Women Brand Leaders: Karen Watts of DomiSource On 5 Things You Need to Lead a Highly Successful Brand

Cut fast, rebuild smarter. Right before launch, our entire tech team missed the mark, badly. Timelines slipped. Accountability vanished. I had a choice: patch it, spin it, or pull the plug. I let the whole team go. It was one of the hardest calls I’ve ever made, but also the clearest. I rebuilt fast. Got a new team. Reworked the plan. Relaunched 3 months later with a better product and a real foundation.

What does it take to build and lead a successful brand as a woman? What strategies have worked? What lessons were learned the hard way? What are the most important elements that drive brand success — and how do women navigate leadership in this space? In this interview series we are talking to women who have played a major role in building, shaping, or leading a brand, to share their insights and stories. As a part of this series, I had the pleasure of interviewing Karen Watts.

Karen is a 23-time mover, a systems-obsessed real estate strategist, and a SaaS veteran with a background as a CFO, multiple-time founder, and platform builder. She raised $13.6M for her first startup, has led over 26 property transactions, and brings a uniquely pragmatic lens to brand leadership: one rooted in lived experience, execution over ego, and solving real problems instead of chasing trends.

Now, she is the Founder and CEO of DomiSource, a centralized home management platform built to solve the chaos of moving — connecting new residents with trusted local service providers and automating key tasks like utility setup, verified bookings, and home data tracking through a scalable system that brings order to one of life’s most stressful events, while paving the way for every property to have its own Carfax-style report.

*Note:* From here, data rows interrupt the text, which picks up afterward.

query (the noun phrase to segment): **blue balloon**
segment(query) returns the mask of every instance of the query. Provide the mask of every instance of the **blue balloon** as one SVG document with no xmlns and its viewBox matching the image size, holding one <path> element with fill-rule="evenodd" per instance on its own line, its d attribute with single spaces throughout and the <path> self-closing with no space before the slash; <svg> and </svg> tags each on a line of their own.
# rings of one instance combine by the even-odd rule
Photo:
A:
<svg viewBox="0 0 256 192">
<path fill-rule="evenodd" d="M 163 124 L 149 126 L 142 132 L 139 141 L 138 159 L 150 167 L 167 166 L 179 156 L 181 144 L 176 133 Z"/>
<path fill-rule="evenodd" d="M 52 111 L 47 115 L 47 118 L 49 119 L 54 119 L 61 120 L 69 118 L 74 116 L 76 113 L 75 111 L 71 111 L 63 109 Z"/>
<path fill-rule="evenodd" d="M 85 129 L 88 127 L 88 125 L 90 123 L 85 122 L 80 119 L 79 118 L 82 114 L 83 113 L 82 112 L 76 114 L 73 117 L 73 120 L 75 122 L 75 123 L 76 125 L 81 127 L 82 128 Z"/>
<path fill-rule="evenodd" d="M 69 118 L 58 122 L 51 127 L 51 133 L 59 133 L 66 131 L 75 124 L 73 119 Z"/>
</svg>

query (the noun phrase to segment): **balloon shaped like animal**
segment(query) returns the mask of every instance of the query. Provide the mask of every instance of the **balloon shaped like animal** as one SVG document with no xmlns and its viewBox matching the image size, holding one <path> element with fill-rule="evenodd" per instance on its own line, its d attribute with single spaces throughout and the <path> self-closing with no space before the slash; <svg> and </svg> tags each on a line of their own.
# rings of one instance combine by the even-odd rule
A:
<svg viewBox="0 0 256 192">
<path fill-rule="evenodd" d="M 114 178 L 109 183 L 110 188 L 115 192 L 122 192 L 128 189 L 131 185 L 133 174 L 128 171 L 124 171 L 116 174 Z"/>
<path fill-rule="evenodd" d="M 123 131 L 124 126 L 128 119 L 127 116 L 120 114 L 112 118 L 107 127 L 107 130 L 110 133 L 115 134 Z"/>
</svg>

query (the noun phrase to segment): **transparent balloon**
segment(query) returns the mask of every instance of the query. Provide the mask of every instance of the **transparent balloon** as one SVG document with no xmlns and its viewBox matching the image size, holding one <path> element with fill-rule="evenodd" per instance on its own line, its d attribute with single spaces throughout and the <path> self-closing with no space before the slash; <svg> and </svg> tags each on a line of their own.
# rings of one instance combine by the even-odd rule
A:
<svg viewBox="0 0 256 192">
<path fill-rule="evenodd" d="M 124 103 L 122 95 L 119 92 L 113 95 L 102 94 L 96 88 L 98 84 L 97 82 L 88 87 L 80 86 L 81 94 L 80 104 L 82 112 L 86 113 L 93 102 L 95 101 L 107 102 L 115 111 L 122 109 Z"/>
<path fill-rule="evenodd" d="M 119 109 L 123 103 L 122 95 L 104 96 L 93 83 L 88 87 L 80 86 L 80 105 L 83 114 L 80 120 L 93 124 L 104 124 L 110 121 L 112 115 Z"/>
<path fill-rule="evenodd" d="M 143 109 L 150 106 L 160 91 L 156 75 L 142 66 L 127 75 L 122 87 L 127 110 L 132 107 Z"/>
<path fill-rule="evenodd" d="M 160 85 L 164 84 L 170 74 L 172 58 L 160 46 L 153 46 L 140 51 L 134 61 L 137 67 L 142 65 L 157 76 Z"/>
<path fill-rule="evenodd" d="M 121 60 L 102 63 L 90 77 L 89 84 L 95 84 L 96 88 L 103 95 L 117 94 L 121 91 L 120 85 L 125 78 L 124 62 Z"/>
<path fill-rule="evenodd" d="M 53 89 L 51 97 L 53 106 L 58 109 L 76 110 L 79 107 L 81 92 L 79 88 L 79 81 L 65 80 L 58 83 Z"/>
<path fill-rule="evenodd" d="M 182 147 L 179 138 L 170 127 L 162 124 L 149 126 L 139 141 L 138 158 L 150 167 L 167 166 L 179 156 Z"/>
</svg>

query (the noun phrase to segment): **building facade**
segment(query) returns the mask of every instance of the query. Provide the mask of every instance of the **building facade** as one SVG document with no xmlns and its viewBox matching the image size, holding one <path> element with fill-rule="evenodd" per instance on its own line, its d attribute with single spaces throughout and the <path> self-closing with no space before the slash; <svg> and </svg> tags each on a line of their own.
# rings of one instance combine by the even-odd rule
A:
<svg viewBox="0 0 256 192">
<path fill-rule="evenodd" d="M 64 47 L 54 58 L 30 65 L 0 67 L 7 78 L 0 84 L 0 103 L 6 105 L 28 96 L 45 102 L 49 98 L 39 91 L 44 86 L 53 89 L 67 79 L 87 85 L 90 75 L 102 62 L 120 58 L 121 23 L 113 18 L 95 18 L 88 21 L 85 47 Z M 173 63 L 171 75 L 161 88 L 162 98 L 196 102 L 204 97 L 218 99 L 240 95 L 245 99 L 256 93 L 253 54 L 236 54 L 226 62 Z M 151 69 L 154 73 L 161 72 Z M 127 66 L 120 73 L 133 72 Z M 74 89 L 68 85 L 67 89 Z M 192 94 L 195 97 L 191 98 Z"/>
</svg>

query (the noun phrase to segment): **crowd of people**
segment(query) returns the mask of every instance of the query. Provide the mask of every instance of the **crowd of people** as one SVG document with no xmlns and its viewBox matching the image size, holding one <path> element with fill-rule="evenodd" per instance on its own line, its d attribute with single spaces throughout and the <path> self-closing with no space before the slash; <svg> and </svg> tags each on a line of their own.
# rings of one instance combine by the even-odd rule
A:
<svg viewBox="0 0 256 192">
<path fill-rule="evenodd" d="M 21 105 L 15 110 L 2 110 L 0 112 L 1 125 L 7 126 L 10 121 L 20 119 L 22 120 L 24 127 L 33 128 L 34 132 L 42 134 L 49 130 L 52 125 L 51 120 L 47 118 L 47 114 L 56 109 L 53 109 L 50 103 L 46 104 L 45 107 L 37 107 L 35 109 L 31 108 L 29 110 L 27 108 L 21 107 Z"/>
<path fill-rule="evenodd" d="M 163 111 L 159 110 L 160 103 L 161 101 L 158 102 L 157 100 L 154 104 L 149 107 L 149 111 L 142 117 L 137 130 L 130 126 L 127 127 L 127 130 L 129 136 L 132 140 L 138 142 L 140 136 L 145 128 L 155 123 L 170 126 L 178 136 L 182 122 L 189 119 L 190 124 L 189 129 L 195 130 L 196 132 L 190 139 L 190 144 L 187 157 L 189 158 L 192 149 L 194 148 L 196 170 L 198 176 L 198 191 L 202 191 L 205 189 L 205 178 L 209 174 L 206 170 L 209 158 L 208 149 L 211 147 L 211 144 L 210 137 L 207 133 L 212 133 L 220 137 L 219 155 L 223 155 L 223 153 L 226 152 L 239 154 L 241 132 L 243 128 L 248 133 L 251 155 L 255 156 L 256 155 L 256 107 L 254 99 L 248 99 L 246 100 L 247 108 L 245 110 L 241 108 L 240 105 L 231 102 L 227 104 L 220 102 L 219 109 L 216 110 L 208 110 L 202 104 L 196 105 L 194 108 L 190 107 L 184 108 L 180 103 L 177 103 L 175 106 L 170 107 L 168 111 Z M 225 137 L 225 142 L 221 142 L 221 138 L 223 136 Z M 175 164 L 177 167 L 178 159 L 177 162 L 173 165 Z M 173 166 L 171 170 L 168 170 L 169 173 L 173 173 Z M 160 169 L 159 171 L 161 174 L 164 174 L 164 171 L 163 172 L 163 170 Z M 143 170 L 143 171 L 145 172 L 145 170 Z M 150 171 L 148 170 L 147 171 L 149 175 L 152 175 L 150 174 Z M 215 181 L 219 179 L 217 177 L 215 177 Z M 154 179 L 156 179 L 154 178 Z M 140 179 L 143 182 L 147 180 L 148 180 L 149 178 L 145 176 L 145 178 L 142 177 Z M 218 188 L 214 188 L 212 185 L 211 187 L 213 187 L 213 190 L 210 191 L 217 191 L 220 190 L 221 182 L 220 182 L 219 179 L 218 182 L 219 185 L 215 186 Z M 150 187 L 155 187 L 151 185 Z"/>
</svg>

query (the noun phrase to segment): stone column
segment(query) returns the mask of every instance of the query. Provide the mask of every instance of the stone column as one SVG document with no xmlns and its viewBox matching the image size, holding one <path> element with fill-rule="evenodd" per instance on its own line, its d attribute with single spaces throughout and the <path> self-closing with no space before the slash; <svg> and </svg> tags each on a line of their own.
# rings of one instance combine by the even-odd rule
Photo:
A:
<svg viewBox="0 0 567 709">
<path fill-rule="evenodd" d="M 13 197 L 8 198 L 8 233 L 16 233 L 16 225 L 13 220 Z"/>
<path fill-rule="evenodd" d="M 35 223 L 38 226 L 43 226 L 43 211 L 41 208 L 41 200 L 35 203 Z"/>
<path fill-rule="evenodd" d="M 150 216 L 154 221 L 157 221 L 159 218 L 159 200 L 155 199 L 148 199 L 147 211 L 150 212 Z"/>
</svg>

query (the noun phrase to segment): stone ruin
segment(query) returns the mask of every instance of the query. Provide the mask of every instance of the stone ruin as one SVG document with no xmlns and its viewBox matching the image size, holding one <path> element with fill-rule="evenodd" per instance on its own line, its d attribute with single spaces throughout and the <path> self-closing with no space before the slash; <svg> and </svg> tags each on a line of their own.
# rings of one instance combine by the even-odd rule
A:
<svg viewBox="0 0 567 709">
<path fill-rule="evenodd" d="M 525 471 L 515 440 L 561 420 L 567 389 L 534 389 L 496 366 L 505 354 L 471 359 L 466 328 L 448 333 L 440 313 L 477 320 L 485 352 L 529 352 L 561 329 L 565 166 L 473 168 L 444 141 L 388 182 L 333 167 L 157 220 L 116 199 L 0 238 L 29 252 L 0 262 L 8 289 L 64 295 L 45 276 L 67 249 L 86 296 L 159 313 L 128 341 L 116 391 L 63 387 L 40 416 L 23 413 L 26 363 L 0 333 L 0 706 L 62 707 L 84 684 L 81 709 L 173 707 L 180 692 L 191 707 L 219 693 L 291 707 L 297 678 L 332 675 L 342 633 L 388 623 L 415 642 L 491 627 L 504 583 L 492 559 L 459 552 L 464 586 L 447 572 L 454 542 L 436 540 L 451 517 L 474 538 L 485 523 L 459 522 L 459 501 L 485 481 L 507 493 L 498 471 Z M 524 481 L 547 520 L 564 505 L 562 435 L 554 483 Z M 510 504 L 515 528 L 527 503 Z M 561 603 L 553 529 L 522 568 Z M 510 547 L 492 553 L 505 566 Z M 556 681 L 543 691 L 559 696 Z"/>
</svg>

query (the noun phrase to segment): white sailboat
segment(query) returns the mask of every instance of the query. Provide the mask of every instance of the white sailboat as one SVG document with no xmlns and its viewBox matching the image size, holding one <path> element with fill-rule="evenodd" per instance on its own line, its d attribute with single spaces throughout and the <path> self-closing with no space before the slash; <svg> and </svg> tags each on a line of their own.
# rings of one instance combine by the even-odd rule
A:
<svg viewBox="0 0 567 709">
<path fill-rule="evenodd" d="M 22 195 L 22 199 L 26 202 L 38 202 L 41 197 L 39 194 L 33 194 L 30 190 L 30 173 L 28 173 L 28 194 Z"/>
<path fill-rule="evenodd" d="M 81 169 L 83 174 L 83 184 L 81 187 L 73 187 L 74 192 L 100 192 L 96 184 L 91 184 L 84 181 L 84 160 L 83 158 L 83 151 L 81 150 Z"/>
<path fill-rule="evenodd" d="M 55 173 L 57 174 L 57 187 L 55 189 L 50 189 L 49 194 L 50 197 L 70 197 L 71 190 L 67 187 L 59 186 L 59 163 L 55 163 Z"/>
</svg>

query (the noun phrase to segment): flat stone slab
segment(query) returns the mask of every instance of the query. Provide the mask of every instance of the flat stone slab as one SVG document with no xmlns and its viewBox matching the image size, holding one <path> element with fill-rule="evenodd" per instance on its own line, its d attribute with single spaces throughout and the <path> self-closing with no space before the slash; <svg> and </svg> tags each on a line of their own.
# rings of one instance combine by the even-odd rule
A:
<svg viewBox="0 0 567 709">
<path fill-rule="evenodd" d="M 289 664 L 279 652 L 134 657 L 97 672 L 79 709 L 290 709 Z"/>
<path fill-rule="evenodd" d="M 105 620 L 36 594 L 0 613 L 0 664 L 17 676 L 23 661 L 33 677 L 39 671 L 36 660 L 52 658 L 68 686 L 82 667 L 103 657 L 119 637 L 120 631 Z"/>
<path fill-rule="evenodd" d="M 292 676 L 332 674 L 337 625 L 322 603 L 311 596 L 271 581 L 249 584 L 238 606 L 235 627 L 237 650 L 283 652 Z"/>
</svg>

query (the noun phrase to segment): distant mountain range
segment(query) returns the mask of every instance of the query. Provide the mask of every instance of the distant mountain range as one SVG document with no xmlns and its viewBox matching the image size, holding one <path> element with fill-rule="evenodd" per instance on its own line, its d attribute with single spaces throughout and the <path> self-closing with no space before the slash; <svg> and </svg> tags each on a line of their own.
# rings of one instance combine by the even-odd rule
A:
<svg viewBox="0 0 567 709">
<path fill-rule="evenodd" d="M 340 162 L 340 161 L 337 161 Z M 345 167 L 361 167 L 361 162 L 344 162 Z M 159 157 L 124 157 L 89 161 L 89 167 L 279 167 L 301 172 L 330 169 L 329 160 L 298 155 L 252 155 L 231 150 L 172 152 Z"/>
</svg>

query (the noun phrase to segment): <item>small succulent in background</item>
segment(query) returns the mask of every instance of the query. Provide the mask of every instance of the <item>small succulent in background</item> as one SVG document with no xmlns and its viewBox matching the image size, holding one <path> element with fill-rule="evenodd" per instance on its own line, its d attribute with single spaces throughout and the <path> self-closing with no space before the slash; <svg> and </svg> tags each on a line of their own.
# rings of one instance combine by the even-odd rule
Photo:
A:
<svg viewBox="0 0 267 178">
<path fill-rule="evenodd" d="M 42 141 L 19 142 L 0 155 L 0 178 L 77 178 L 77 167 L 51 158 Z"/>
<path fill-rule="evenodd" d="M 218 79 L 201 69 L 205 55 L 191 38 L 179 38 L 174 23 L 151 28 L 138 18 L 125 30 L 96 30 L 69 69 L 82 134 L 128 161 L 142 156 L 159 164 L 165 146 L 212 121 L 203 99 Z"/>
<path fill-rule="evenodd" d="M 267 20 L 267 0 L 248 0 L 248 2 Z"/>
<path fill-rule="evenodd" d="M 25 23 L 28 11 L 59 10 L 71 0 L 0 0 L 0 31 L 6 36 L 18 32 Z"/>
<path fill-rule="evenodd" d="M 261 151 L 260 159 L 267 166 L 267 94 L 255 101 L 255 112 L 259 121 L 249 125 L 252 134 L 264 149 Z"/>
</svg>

Thank you so much for doing this with us! Before we dig in, our readers would like to get to know you a bit more. Can you tell us a bit about your “backstory”? What led you to this particular career path?

Ididn’t grow up dreaming of reinventing home management. I bought my first house at 19 because I didn’t want to waste money on a dorm room. That decision kicked off a 23-move journey across five states, 26 property transactions, 14 remodels, and more spreadsheet tabs than I care to admit.

Professionally, I started in finance, became a CFO in my 20s, built Corefino — the first SaaS platform focused on automating financial compliance — and spoke at over 60 tech conferences.

I’ve always been drawn to building systems that make complex things simpler. And yet, every time I moved, I kept running into the same logistical black holes: no central record of what’s been done to the home, no easy way to set up basic services, no trusted playbook. Your trash pickup day is a mystery. Your service providers are a gamble. And no one, including the homeowner, knows what’s behind the walls.

Eventually, I stopped waiting for someone else to fix it. DomiSource was built from that breaking point — to give people real control during a move, and to lay the groundwork for something every property should come with: a Carfax-style report that tells the truth about the home you’re living in.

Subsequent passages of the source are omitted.